When I was choosing my A-levels (years ago!), lots of people told me "Hmm, maths and music they go together, don't they?" There's no shortage of people turning music into maths, e.g. http://www.newscientist.com/article/dn9500-geometric-maps-reveal-hidden-beauty-of-music.html but the only attempts I've heard turning maths into music produces stuff I don't find musically satisfying (12-tone, anyone?). I'm not sufficiently expert to say it's bad - but I do know I don't like it. D'you think there really is a connection between maths and music? BrianT

Lots of connections between mathematics and music. If you look at time and rhythm, you can see that it's all really fractions and ratios. One of my favourite composers, Harrisson Birtwistle always composes with his 'bible' close by; a faded excercise book full of formulae for time relationships. Pitch is another aspect of music where numerical codes are very important. I'm not entirely sure how it works, but equal temperament is based on a formula discovered by Pythagoras. There are probably people out there who could explain it all much better than me, but it might be worth finding out about how 'the golden section' works in music. It's something to do with a naturally occuring climax in a piece which can actually be measured as a time relationship between the middle and the end. Although is wasn't actually discovered until the 19th century, it occurs in most works by the 'great composers' such as Bach and Mozart. Me? I just play the trombone, and quite often I find that baffling enough

Hi Brian; I've spotted you here a few times, but haven't had the chance to say hello.. Most definitely - and you yourself are the living proof of it, no? There are plenty of other examples I could point to, from the Oxford University Maths researcher we have on our front row at Kidlington to the all-Maths Euph/Bari line-up that we sported at the University of Warwick when I was there. What I think it comes down to is enjoying analysing patterns as an activity in itself. Making music is an activity that, however unseriously undertaken, requires a certain amount of pattern recognition, as Duncan alluded to. As you look closer and closer, peering more and more intently, deeper patterns jump out - in fact, I suspect that it's the patterns which are just buried deeply enough that we can't quite consciously comprehend them that give favourite pieces of music their 'zing'; indeed, sometimes it can detract from the 'magic' of a musical moment to understand concretely how the pattern of the effect is caused, if it is that kind of effect. To take an example of a favourite piece of many on the band scene, Wilby's 'Paganini Variations', a lot of the ongoing interest in the piece is maintained by the original sequence of Paganini that lurks beneath the surface on (almost) all of the variations. The least 'interesting' (to the listener) variations are the ones that deviate the furthest from the original theme, in a sense, but then, there is a deeper pattern where Wilby drifts away from and then back towards the original material. This joy in generalising is what characterises Mathematics in all its guises (rather than just arithmetic), and so there is a natural correspondence between performing thoughtfully in both disciplines. Must dash now, but I'm sure I shall return to this thread...

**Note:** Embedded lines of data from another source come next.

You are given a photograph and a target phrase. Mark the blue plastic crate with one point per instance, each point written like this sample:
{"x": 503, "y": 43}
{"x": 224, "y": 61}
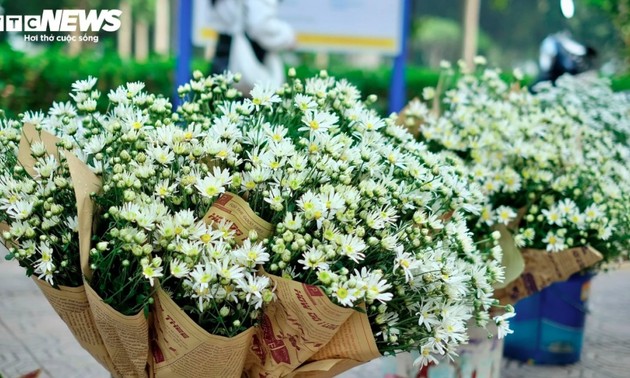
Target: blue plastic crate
{"x": 549, "y": 325}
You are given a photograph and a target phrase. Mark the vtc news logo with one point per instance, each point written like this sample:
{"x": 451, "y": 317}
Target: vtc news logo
{"x": 64, "y": 20}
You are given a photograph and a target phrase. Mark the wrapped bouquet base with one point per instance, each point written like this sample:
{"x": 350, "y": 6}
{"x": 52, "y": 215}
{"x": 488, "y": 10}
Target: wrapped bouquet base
{"x": 480, "y": 357}
{"x": 543, "y": 269}
{"x": 302, "y": 333}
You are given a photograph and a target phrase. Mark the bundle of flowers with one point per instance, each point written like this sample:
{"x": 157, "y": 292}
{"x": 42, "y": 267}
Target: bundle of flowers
{"x": 230, "y": 219}
{"x": 553, "y": 166}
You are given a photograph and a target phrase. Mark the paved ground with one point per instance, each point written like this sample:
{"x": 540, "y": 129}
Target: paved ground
{"x": 33, "y": 337}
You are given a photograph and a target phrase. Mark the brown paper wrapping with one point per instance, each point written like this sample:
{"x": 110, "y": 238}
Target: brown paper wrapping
{"x": 302, "y": 333}
{"x": 72, "y": 306}
{"x": 351, "y": 346}
{"x": 70, "y": 303}
{"x": 183, "y": 349}
{"x": 233, "y": 208}
{"x": 543, "y": 268}
{"x": 512, "y": 259}
{"x": 304, "y": 329}
{"x": 126, "y": 338}
{"x": 4, "y": 228}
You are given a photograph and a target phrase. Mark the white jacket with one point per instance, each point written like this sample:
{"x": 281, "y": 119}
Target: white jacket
{"x": 258, "y": 19}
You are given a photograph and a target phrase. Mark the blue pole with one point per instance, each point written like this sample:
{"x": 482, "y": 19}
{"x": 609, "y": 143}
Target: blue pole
{"x": 184, "y": 46}
{"x": 397, "y": 97}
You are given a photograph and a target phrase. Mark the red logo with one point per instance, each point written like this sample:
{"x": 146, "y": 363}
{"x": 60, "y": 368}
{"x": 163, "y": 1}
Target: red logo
{"x": 224, "y": 199}
{"x": 277, "y": 348}
{"x": 313, "y": 291}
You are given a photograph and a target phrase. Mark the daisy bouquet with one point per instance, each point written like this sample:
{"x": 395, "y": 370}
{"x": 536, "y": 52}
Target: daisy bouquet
{"x": 552, "y": 167}
{"x": 38, "y": 205}
{"x": 270, "y": 224}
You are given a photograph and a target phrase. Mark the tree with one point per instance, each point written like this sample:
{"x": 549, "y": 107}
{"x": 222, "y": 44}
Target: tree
{"x": 619, "y": 11}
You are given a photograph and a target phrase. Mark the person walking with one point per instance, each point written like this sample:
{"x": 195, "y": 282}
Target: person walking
{"x": 251, "y": 36}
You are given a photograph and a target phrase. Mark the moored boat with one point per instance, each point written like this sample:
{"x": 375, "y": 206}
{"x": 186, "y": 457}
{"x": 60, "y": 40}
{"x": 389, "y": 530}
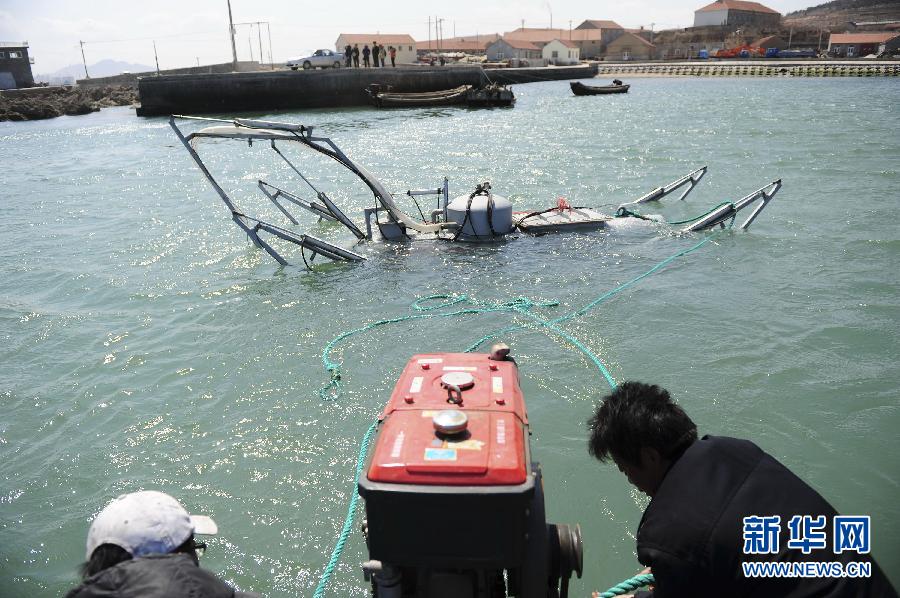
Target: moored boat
{"x": 490, "y": 96}
{"x": 580, "y": 89}
{"x": 391, "y": 99}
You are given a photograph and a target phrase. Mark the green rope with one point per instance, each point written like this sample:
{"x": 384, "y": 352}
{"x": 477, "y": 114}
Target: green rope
{"x": 626, "y": 586}
{"x": 518, "y": 305}
{"x": 351, "y": 514}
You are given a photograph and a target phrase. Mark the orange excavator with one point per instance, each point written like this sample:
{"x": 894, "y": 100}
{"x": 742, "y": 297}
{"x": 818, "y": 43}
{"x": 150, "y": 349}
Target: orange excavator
{"x": 741, "y": 52}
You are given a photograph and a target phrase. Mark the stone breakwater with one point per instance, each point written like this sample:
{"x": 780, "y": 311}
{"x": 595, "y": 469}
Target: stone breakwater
{"x": 49, "y": 102}
{"x": 752, "y": 69}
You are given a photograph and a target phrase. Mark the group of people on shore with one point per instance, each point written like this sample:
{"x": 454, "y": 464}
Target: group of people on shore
{"x": 374, "y": 56}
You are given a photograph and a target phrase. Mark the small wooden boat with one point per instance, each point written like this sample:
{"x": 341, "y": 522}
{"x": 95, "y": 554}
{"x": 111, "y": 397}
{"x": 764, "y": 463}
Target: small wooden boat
{"x": 580, "y": 89}
{"x": 490, "y": 96}
{"x": 390, "y": 99}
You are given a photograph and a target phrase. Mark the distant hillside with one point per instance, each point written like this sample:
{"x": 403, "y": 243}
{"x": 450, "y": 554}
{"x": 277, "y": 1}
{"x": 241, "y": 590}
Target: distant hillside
{"x": 104, "y": 68}
{"x": 838, "y": 14}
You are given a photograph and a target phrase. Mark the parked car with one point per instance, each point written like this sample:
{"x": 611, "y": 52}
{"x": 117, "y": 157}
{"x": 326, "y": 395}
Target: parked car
{"x": 319, "y": 58}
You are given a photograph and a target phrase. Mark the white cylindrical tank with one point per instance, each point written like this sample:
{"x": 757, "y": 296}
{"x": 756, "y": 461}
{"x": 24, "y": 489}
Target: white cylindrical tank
{"x": 475, "y": 226}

Some interesting stuff on Wikipedia if you're into this kind of thing: Equal Temperament Pythagorean Tuning Then if you google for Chaos Theory and Music you'll get into non-linear dynamics and fractal generation of music....clever stuff this science thing :biggrin:

I know of one conductor cant rememember who it was but they were a qualified mathamation and said the awkward time signatures were so simple to work out and made them easy for the band to understand. It would be no good explaining them to me as all i have is C.S.E grade 3 in Maths

I definitely believe maths and music are connected. Many people that play music well are also very good at maths.

My degree included maths (and computing - 25 years ago computing was part of maths) with music. I absolutely hated maths until 5th year (y11) and then it all suddenly fell into place. I had a choice after uni to teach maths or music. On my PGCE course, there were 4 other people in the same situation. At school, most of the maths staff are musical - some extraordinarily giftedly so. Sadly, it doesn't always go the other way. Mozart, so it is rumoured, was a genius at maths as well as music.